DEAR AMY: I am the mother of three children, ages 3, 7 and 9. My father (their grandfather) is involved in their lives, and he and his wife often take one of them for the weekend.
When my children are returned, typically they have not eaten anything but snacks and candy, they have uncombed hair and other indications of disarray.
For example, my 3-year-old son spent the night at their house. He came home the next day wearing a diaper (he is potty-trained but he wears a diaper at night), and when I asked about it, I was told that they had not bothered to take it off in the morning. He had slept in his clothes, which were filthy.
I understand and support the notion that the rules should be relaxed when hanging out with grandparents, but it bothers me when my children come home in this condition.
When I have voiced my concerns, my father responds that I am "nagging" him about trivial things and not being appreciative.
I am grateful he is so active in my children's lives, but is it too much to ask that he feeds them reasonably well, changes their clothes and puts them to bed in their pajamas? This is just basic caretaking, right?
DEAR OVERCONCERNED: Your standards seem reasonable.
So why are you consigning your children to spend nights in this household where they are lying in their own filth?
Grandparents enjoy indulging their grandchildren with junk food, ballgames, occasional late nights or missed naps. But what you report is neglect, and because you are aware of it you are as responsible as your father is when you let your kids spend the night there.
You should make sure he and his wife are able to take care of these children. They should not have overnights there unless the adults can show basic ability to feed, bathe and clothe them. If this makes you a "nag," then wear the badge proudly.
DEAR AMY: I have been in a relationship for more than a year, and we are both in our mid-30s.
I consider myself open-minded and compassionate, while he is bigoted. I like to save money, but he is frivolous. He craves adventure and lacks focus; I want security.
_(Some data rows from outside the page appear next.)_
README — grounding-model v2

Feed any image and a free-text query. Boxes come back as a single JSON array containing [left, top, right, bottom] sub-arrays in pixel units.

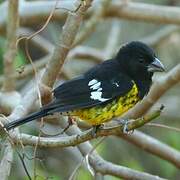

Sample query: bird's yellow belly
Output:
[[73, 84, 140, 125]]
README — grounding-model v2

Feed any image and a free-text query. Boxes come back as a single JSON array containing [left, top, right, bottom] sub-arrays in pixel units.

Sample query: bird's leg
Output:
[[92, 124, 104, 137], [119, 119, 134, 134], [61, 116, 76, 134]]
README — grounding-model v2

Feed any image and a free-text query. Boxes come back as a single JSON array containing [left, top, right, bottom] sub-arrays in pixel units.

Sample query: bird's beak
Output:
[[148, 58, 165, 72]]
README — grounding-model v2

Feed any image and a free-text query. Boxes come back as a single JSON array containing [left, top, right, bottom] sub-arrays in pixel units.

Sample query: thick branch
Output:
[[125, 64, 180, 118], [118, 131, 180, 168]]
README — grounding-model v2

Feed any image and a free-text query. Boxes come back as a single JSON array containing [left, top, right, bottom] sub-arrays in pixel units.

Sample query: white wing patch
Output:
[[88, 79, 98, 86], [88, 79, 108, 102]]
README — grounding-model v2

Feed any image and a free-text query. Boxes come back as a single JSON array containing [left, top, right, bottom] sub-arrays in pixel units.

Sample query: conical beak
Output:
[[148, 58, 165, 72]]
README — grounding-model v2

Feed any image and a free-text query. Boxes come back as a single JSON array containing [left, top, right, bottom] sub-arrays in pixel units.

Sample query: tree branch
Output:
[[3, 0, 19, 92]]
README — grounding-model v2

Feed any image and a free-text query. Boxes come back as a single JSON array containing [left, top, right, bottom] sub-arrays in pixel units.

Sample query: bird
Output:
[[4, 41, 165, 131]]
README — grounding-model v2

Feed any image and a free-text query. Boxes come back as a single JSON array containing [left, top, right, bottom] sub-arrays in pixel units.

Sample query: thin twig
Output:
[[3, 0, 19, 92]]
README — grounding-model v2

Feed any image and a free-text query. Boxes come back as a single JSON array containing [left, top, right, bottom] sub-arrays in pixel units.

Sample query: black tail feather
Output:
[[4, 110, 49, 131]]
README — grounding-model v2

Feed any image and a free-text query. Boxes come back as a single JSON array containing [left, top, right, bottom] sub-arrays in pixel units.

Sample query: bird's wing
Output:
[[47, 61, 133, 113]]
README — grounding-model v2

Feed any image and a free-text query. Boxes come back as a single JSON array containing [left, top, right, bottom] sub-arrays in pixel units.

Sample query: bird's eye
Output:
[[139, 58, 144, 63]]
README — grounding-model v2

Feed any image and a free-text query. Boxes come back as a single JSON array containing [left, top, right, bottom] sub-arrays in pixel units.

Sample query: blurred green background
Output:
[[0, 0, 180, 180]]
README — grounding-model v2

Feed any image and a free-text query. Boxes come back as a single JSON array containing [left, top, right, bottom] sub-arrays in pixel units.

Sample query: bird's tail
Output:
[[4, 109, 49, 131]]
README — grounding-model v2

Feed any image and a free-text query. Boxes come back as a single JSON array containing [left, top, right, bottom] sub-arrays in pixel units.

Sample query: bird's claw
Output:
[[92, 124, 104, 138], [120, 119, 134, 134]]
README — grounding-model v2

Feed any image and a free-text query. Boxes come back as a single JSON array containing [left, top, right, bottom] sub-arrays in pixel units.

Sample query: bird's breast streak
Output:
[[72, 84, 140, 125]]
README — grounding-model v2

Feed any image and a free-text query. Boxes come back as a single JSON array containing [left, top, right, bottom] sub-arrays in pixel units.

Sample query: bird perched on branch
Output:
[[4, 41, 164, 130]]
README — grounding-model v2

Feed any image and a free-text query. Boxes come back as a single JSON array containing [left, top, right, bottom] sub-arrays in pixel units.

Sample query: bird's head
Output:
[[116, 41, 165, 79]]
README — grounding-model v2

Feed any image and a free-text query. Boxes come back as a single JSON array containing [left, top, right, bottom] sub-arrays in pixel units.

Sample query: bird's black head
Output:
[[116, 41, 164, 80], [115, 41, 164, 98]]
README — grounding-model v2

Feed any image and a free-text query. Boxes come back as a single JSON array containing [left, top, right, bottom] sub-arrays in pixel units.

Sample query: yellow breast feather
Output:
[[72, 84, 140, 125]]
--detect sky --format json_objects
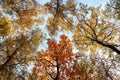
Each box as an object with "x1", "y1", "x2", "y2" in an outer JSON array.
[{"x1": 37, "y1": 0, "x2": 109, "y2": 7}]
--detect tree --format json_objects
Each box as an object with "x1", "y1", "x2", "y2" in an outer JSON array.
[
  {"x1": 0, "y1": 30, "x2": 43, "y2": 80},
  {"x1": 107, "y1": 0, "x2": 120, "y2": 19},
  {"x1": 33, "y1": 35, "x2": 73, "y2": 80},
  {"x1": 45, "y1": 0, "x2": 77, "y2": 36},
  {"x1": 73, "y1": 5, "x2": 120, "y2": 54}
]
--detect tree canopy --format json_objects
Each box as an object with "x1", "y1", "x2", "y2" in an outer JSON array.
[{"x1": 0, "y1": 0, "x2": 120, "y2": 80}]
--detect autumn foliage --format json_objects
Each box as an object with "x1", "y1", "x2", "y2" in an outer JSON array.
[{"x1": 0, "y1": 0, "x2": 120, "y2": 80}]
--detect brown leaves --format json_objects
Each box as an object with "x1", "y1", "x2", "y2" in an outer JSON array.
[{"x1": 33, "y1": 35, "x2": 73, "y2": 79}]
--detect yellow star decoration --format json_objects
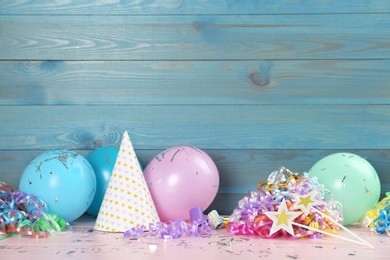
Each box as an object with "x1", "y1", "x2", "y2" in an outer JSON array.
[
  {"x1": 292, "y1": 190, "x2": 324, "y2": 216},
  {"x1": 264, "y1": 199, "x2": 302, "y2": 236}
]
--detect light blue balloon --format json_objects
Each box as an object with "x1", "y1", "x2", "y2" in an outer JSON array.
[
  {"x1": 19, "y1": 150, "x2": 96, "y2": 222},
  {"x1": 87, "y1": 146, "x2": 119, "y2": 217}
]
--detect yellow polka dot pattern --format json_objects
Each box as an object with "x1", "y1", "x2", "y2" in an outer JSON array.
[{"x1": 94, "y1": 132, "x2": 160, "y2": 232}]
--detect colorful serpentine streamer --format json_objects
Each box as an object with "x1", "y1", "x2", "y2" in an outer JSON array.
[
  {"x1": 227, "y1": 167, "x2": 343, "y2": 238},
  {"x1": 0, "y1": 182, "x2": 71, "y2": 240}
]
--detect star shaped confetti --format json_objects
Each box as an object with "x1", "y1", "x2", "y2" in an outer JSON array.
[
  {"x1": 292, "y1": 190, "x2": 324, "y2": 216},
  {"x1": 264, "y1": 199, "x2": 302, "y2": 236}
]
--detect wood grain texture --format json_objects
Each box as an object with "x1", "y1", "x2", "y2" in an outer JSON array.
[
  {"x1": 0, "y1": 0, "x2": 390, "y2": 15},
  {"x1": 0, "y1": 60, "x2": 390, "y2": 105},
  {"x1": 0, "y1": 149, "x2": 390, "y2": 214},
  {"x1": 0, "y1": 105, "x2": 390, "y2": 149},
  {"x1": 0, "y1": 14, "x2": 390, "y2": 60}
]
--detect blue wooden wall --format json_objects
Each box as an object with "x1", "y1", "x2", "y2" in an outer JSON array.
[{"x1": 0, "y1": 0, "x2": 390, "y2": 214}]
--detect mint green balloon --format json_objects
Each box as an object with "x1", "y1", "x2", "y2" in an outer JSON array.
[{"x1": 309, "y1": 153, "x2": 381, "y2": 225}]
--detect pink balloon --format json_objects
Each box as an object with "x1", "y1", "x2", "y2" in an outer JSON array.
[{"x1": 144, "y1": 146, "x2": 219, "y2": 221}]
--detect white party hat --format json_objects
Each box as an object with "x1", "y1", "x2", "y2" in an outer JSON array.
[{"x1": 94, "y1": 131, "x2": 160, "y2": 232}]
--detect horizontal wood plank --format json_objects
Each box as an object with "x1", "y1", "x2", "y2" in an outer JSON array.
[
  {"x1": 0, "y1": 14, "x2": 390, "y2": 60},
  {"x1": 0, "y1": 149, "x2": 390, "y2": 214},
  {"x1": 0, "y1": 0, "x2": 390, "y2": 15},
  {"x1": 0, "y1": 60, "x2": 390, "y2": 105},
  {"x1": 0, "y1": 105, "x2": 390, "y2": 149}
]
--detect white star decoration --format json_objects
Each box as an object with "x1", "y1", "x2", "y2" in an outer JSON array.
[
  {"x1": 264, "y1": 199, "x2": 302, "y2": 236},
  {"x1": 291, "y1": 190, "x2": 324, "y2": 216}
]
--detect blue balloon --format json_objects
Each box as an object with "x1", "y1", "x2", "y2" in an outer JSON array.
[
  {"x1": 19, "y1": 150, "x2": 96, "y2": 222},
  {"x1": 87, "y1": 146, "x2": 119, "y2": 217}
]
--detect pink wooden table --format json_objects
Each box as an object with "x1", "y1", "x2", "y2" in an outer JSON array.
[{"x1": 0, "y1": 216, "x2": 390, "y2": 260}]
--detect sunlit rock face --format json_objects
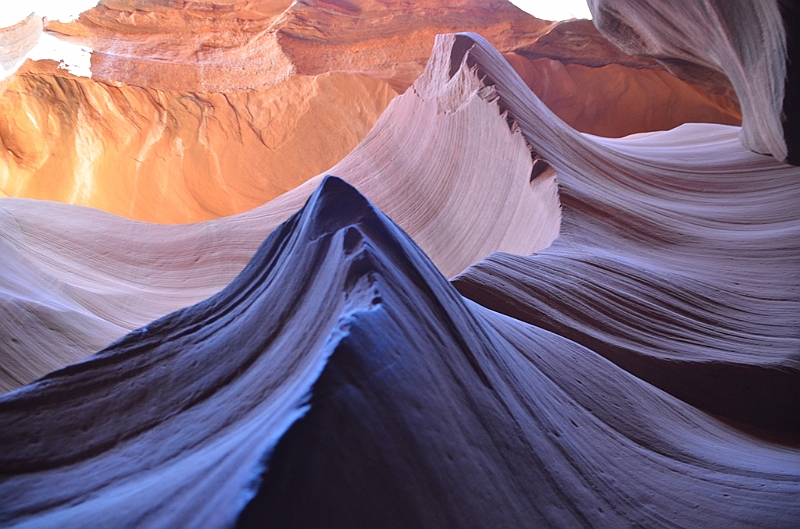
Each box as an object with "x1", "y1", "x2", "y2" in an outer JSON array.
[
  {"x1": 589, "y1": 0, "x2": 800, "y2": 161},
  {"x1": 0, "y1": 0, "x2": 740, "y2": 223},
  {"x1": 0, "y1": 2, "x2": 800, "y2": 529}
]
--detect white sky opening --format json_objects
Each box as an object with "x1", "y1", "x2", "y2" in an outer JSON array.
[
  {"x1": 0, "y1": 0, "x2": 592, "y2": 79},
  {"x1": 510, "y1": 0, "x2": 592, "y2": 20},
  {"x1": 0, "y1": 0, "x2": 99, "y2": 79}
]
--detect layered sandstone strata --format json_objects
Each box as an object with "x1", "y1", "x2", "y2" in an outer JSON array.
[{"x1": 0, "y1": 0, "x2": 739, "y2": 223}]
To top it off, I think he is an alcoholic. While I may be willing to subject myself to that journey, as a child of an alcoholic, I feel it would be selfish to bring a child into a potentially volatile environment.
There are positives to the relationship. We love one another.
I don't think it's too much to ask for someone to work on being a kinder, mature adult. He's not budging. What's your take?
DEAR UNSURE: My take is that you need to get out. You may love this man, but you don't seem to like or respect him enough to make a loving life together. Furthermore, the thought that you would be willing to (in your words) "subject yourself" to the "journey" of an alcoholic sends shivers up my spine.
As the daughter of an alcoholic, you need to make different choices. So start now.